Idleb : crise humanitaire et guerre régionale

24 min

Le président turc, Recep Tayyip Erdoğan, assure que son pays ne fera pas "le moindre pas en arrière" à Idleb, cette région du nord-ouest de la Syrie où ses troupes font face à celles du régime de Bachar al-Assad.

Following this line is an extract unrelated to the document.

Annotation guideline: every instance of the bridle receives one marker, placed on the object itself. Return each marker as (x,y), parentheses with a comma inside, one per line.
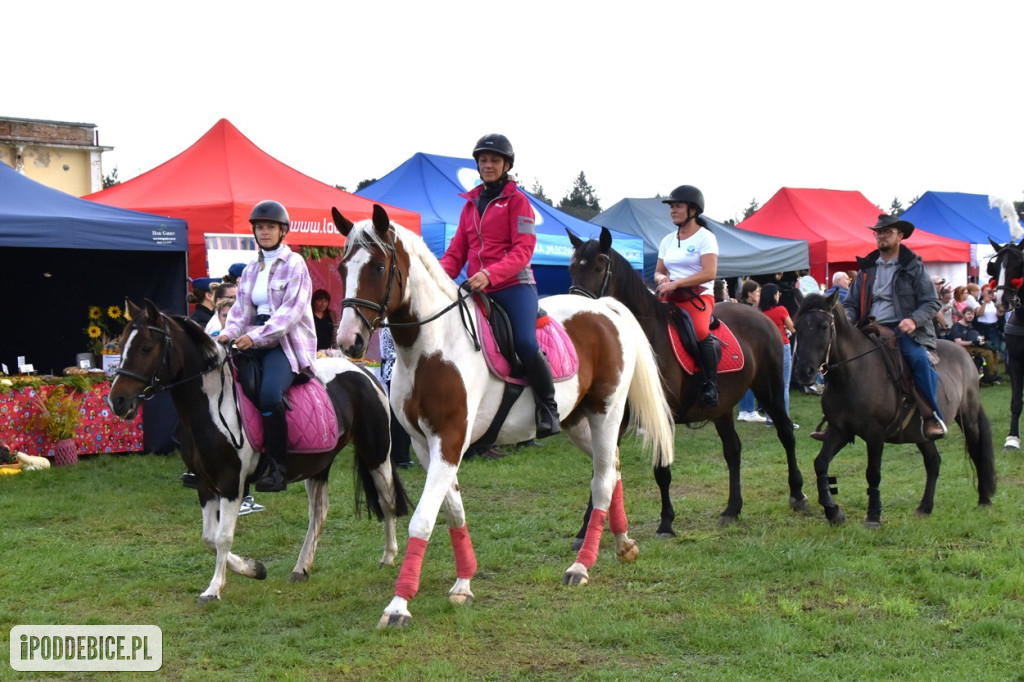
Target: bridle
(154,385)
(605,282)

Une femme porte un enfant blessé, après une frappe des forces du régime pro-syrien, dans la province d'Idleb.
Une femme porte un enfant blessé, après une frappe des forces du régime pro-syrien, dans la province d'Idleb. Crédits : MOHAMMED AL-RIFAI - AFP

C'est l'une des pires catastrophes humanitaire de la crise syrienne qui, en près d’une décennie, en a pourtant déjà provoqué d’innombrables. Voilà plus de deux mois que les forces du régime syrien, soutenues par l'aviation russe, ont lancé une offensive d'envergure dans la province d'Idleb, tuant plus de 400 civils, et provoquant l'exode le plus massif, en une si courte période, depuis le début de la guerre en 2011, soit près d'un million de déplacés. Une stratégie de reconquête militaire du pays à n’importe quel prix et au mépris du droit international humanitaire, dénoncée d'ailleurs aujourd'hui dans une tribune publiée par le journal Le Monde. Quatorze ministres des Affaires étrangères de pays membres de l’UE y appellent expressément la Russie à poursuivre les négociations avec la Turquie, afin d’aboutir à une désescalade à Idleb et de contribuer ainsi à une solution politique.  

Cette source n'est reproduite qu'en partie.